De grote tegenvaller bij de FNV verkiezingen was de lage opkomst. Voor het ledenparlement bracht slechts 6,5 procent van de leden hun stem uit. Voor de voorzitter bracht 13 procent van de leden hun stem uit. Slechts een kleine minderheid van de FNV leden voelt zich dus voldoende betrokken om hun stem uit te brengen. Maar als we nader naar die cijfers kijken is het duidelijk dat naarmate er meer van een strijdbare opstelling van de bond sprake is, de betrokkenheid van de leden groter is. Bij de AbvaKabo was de opkomst voor het ledenparlement met 8,3 procent het grootst, gevolgd door FNV Bondgenoten met 6,7 procent en FNV Bouw met 5 procent. Als we naar verschillende sectoren kijken zien we daar het zelfde beeld. Hoe meer strijdbaarheid, hoe meer stemmers.
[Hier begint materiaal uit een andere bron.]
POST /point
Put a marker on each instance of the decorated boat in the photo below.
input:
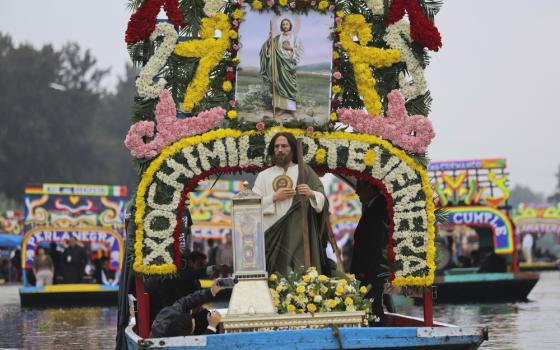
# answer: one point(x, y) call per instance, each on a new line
point(542, 223)
point(219, 80)
point(94, 216)
point(477, 245)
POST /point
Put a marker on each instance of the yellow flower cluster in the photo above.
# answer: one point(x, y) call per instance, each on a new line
point(210, 51)
point(210, 136)
point(321, 156)
point(232, 114)
point(362, 57)
point(257, 5)
point(369, 157)
point(237, 14)
point(227, 85)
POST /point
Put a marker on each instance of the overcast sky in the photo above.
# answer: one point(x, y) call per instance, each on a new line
point(493, 82)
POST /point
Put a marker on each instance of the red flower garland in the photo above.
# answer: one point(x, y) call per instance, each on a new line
point(422, 30)
point(143, 22)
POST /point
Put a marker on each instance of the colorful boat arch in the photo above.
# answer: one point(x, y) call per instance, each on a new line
point(176, 171)
point(479, 216)
point(537, 219)
point(40, 234)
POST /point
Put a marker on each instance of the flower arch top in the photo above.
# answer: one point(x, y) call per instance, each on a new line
point(165, 184)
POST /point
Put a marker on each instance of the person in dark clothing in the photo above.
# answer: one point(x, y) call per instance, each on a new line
point(176, 320)
point(164, 292)
point(370, 239)
point(74, 260)
point(212, 249)
point(56, 257)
Dat geeft hoop. 

 

Strijd loont


Op een beperkt aantal punten heeft de regering inmiddels iets in moeten binden. De beperking van het aantal contracten voor bepaalde tijd tot 2 jaar, geen nul uren contracten in de zorg en aanpassen van de regels bij overgang van onderneming zijn resultaten in het sociaal akkoord die het directe gevolg zijn van de acties bij AH, de thuiszorg en Unilever. Dit klein beetje minder slechter had voor de FNV natuurlijk geen reden moeten zijn om het sociaal akkoord te tekenen.

 

Het is nu zaak om druk op de ketel te houden. Het ledenparlement moet de uitvoering van de afspraken van het sociaal akkoord goed in de gaten houden. Vooral het wegkrijgen van de aangekondigde bezuinigingen zijn cruciaal. Maar zelfs als die bezuinigingen niet door gaan, is het werk rondom het sociaal akkoord nog lang niet af. Er zijn ook nog open punten zoals de aantasting van de pensioenen en natuurlijk de werkgelegenheid in de thuiszorg.

 

Daarnaast is het van groot belang dat de ramen en deuren van de FNV wijd open blijven staan. Het ledenparlement moet het land in gaan, de discussie aangaan over belangrijke thema’s als duurzaamheid, werkgelegenheid en armoede. Hoe gaan we daar samen weer een eigen agenda op ontwikkelingen en vooral hoe gaan we die problemen te lijf. Met de ervaringen in de acties en de energie van veel nieuwe mensen die echt iets van de vernieuwing willen maken kunnen we stappen vooruit zetten naar een democratische en strijdbare vakbeweging.